Teror Bom Bikin Sri Lanka Harus Pinjam Duit ke IMF?

Turisme turut menjadi korban di Sri Lanka. Padahal, sektor tersebut memberi pendapatan besar ke ekonomi.

oleh Tommy K. Rony diperbarui 24 Apr 2019, 10:45 WIB
Gereja rusak parah pasca ledakan bom di Sri Lanka (Sumber: Twitter.com/Geeta_Mohan)

Liputan6.com, Colombo - Sri Lanka diprediksi butuh bantuan IMF setelah tragedi bom yang terjadi di Hari Paskah pada Minggu, 21 April 2019. Pasalnya, sektor turisme Sri Lanka terancam kolaps karena kejadian ini. 

Dikutip dari Reuters, Rabu (24/4/2019), sektor turisme adalah sumber dana asing ketiga di Sri Lanka setelah remitansi dan ekspor garmen. Turisme menyumbang USD 4,4 miliar ke ekonomi Sri Lanka.
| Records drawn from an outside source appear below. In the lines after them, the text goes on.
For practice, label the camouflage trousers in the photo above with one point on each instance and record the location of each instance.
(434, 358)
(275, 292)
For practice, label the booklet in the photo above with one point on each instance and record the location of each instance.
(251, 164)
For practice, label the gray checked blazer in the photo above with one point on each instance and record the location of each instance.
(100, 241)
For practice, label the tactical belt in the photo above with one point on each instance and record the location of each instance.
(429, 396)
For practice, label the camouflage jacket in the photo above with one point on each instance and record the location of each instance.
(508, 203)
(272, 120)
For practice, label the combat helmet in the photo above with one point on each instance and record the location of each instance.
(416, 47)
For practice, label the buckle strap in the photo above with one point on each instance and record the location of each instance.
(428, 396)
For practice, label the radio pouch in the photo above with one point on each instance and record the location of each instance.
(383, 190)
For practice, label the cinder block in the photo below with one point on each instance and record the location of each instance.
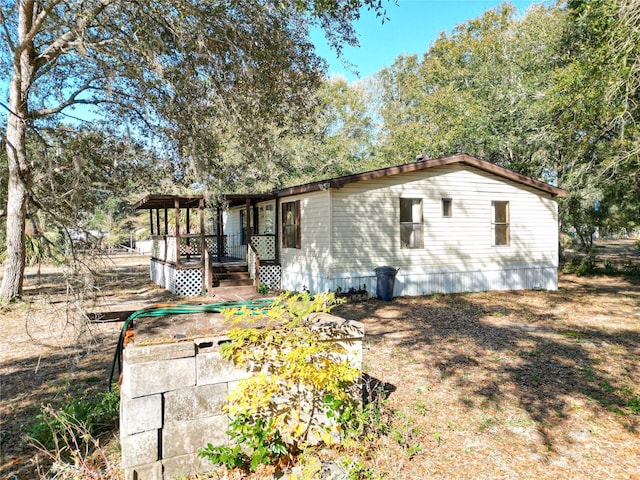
(140, 414)
(211, 368)
(195, 402)
(139, 449)
(164, 351)
(185, 438)
(142, 379)
(144, 472)
(185, 466)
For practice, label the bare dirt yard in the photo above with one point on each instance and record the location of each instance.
(513, 385)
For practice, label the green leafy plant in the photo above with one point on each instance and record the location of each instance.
(254, 435)
(302, 388)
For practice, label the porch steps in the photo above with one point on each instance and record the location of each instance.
(232, 275)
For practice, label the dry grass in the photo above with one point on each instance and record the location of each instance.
(485, 385)
(508, 384)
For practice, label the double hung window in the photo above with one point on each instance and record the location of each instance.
(411, 226)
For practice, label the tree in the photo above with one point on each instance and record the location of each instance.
(476, 90)
(194, 71)
(341, 139)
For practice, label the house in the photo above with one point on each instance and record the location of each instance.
(451, 224)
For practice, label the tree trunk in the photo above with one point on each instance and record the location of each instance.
(16, 207)
(19, 170)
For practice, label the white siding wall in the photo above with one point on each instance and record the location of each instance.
(458, 254)
(310, 265)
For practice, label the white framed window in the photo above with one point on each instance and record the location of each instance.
(291, 224)
(411, 225)
(500, 223)
(447, 207)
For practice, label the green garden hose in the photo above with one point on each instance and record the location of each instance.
(162, 310)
Serangan bom dapat memberi dampak berat ke turisme dan pasar keuangan negara tersebut yang notabene ekonominya sedang melambat. Analis pun membuka kemungkinan Sri Lanka butuh pinjaman dari IMF jika investasi asing juga menurun. 

"Jika pertumbuhan tambah melambat dan asumsi defisit anggaran perlu asesmen ulang, maka mereka perlu duduk dan menegosiasi sesuatu yang lebih layak," ujar Alex Holmes, ekonom Asia di Capital Economics. 

Sementara, pihak IMF menyebut ekonomi masih berhasil dikelola setelah tragedi tersebut. IMF pun menekankan pentingnya Sri Lanka menjaga sektor turisme.

"Kebijakan tegas dan tindakan keamanan oleh pihak berwajib akan sangat penting, terutama untuk turisme yang memberi 5 persen GDP, untuk membangun performa yang kuat dalam beberapa tahun terakhir," ucap kepala misi IMF Manuela Goretti dalam pernyataanya.

Sementara, pemimpin IMF Christine Lagarde juga baru saja memberikan duka cita terhadap korban Sri Lanka. 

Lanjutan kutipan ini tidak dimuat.